Organizaciones independientes denunciaron este Primero de Mayo la sistemática represión laboral en Cuba, en especial contra profesionales de los sectores cultural y educativo, en un contexto donde el único sindicato permitido, la Central de Trabajadores de Cuba (CTC), opera bajo el control del Estado.
El Observatorio de Derechos Culturales (ODC) advirtió que el derecho al trabajo y las garantías laborales en la Isla son vulnerados por medio de “subterfugios paralegales” y con la complicidad de la CTC, que según el organismo actúa como "colaboradora del poder político" en lugar de representar a los trabajadores.

Según el ODC, múltiples profesionales del sector cultural han sido expulsados de sus puestos sin amparo sindical, y algunos casos han llegado a los tribunales sin encontrar respaldo legal efectivo.
Mencionaron que este Primero de Mayo, varios trabajadores amanecieron bajo vigilancia policial, como la antropóloga Jenny Pantoja Torres. Otros se han visto forzados al exilio tras ser separados de instituciones como las Casas de Cultura o el Instituto Cubano del Arte e Industria Cinematográficos (ICAIC).
Por su parte, el Observatorio de Libertad Académica (OLA) denunció más de 200 casos documentados de expulsiones laborales en el sector educativo.
La organización señala que desde los primeros años del régimen de Fidel Castro, los sindicatos en la educación fueron reducidos a una sola estructura subordinada, eliminando cualquier autonomía organizativa.
Profesores, investigadores y alumnos ayudantes han sido marginados por razones políticas o por intentar afiliarse sindicalmente, enfrentando la miseria, el exilio y la represión.
Además, el OLA denunció la inexistencia de un sistema de jubilación digno para los maestros y la criminalización de quienes buscan sobrevivir fuera del sistema estatal.
Ambas organizaciones demandaron el derecho de asociación independiente y pidieron a los sindicatos oficiales asumir una postura ética en defensa de los trabajadores, recordando que en Cuba no existe derecho a huelga y que cualquier intento de organización autónoma es reprimido.
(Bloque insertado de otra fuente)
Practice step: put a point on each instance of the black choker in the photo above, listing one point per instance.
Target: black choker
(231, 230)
Este jueves La Habana amaneció con miles de personas movilizadas hacia la Plaza de la Revolución para participar en la tradicional marcha por el Día Internacional de los Trabajadores.
En medio de una profunda crisis energética, el gobierno sorpresivamente acopió combustible para movilizar y transportar a más de 600 mil personas en la capital y a cerca de 5,3 millones de trabajadores en toda Cuba.
Mientras los líderes celebraban desde la tribuna, millones de cubanos lidiaban con apagones, hambre y escasez. La Plaza de la Revolución se llenó por compromiso, bajo presiones en los centros de trabajo y no necesariamente por convicción como el régimen intenta mostrar.